84 Age was no defence against torture. Ms Elda Bani was fifty years old when she was detained in 1986 in Port Elizabeth. A diabetic, Ms Bani was denied medication and forced to eat normal prison food at prison meal times. After Ms Bani was finally taken away, allegedly to see the doctor, she returned with blood on her clothes and injuries on her back. Shortly afterwards she died. Ms Jubie Mayet described another case of an attack on an elderly women when she described how Ms Gladys Hope Manzi, of Umlazi, bore sjambok marks on her back.
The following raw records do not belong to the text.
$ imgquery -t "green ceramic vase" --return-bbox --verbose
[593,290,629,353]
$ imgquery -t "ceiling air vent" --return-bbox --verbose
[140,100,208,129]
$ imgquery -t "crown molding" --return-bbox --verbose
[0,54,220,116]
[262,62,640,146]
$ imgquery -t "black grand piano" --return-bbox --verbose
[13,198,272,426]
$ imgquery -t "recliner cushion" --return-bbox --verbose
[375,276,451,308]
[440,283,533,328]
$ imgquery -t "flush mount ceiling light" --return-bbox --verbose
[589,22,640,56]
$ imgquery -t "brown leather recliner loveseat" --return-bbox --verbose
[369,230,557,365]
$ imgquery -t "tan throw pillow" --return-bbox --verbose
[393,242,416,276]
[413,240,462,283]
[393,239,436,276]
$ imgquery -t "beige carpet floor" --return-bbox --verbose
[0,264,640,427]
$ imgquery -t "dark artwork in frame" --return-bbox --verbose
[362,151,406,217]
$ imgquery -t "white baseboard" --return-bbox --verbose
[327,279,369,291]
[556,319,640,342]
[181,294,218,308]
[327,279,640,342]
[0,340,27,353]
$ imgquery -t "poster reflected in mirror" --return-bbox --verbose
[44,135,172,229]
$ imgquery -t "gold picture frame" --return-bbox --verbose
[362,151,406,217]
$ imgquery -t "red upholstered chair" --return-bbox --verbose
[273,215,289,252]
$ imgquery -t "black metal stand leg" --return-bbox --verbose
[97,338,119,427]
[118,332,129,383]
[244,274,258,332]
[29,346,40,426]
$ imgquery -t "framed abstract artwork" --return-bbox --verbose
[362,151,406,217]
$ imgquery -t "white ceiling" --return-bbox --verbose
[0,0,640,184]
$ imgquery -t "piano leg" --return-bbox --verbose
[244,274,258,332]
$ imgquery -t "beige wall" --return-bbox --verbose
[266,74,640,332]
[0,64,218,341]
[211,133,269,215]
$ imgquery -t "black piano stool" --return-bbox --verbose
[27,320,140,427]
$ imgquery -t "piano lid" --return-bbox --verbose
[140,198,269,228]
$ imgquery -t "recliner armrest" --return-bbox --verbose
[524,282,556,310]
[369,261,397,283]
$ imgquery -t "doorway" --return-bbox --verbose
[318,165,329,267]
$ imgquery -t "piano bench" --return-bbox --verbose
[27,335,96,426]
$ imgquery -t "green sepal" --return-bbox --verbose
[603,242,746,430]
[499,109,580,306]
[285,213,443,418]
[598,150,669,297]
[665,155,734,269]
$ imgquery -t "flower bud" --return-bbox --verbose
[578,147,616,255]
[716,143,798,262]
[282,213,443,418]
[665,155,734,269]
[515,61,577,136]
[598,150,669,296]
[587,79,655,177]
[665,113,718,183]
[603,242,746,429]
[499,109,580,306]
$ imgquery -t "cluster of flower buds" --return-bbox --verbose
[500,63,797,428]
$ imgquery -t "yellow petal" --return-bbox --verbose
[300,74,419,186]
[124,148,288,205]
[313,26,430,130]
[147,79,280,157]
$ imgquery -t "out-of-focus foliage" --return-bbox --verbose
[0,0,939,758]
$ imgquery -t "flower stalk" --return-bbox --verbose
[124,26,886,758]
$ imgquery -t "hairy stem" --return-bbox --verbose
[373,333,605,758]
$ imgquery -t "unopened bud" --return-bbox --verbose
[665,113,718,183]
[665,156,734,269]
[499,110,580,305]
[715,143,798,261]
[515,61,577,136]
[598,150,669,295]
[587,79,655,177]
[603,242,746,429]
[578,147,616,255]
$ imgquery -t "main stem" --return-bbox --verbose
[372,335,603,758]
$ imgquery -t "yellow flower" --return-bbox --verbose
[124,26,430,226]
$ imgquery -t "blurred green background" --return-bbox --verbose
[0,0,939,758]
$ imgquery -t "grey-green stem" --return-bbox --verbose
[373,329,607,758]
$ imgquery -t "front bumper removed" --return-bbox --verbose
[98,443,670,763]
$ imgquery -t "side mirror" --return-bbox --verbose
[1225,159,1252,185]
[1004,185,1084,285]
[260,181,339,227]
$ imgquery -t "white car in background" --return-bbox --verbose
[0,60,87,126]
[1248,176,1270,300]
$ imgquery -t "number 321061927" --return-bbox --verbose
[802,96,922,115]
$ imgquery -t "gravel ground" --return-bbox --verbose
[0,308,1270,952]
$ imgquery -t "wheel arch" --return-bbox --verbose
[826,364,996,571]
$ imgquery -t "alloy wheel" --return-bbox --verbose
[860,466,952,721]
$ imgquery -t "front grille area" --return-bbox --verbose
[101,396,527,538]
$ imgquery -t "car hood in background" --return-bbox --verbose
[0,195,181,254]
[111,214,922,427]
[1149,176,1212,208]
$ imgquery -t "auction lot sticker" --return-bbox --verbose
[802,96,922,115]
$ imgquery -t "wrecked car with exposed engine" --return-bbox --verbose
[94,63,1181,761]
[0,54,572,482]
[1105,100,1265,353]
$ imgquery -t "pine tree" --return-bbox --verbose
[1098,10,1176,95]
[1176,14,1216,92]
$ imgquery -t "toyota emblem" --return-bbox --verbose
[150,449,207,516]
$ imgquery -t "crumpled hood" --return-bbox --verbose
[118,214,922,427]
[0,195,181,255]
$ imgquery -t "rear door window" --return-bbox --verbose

85 Even where they were not physically assaulted, the living conditions of women in detention in themselves often posed severe physical hardship. Ms Zahrah Narkedien spoke about the huge “cat-size” rats that inhabited her cell. Ms Shirley Gunn spoke about the toilet in her cell, whose contents overflowed and ran under the bed and into the yard when it was flushed.

16 Goldblatt and Meintjes. 17 Russell, DEH (1989), Lives of Courage: Women for a New South Africa, Basic Books. New York, p 37. 18 Goldblatt and Meintjes (1996), p 39.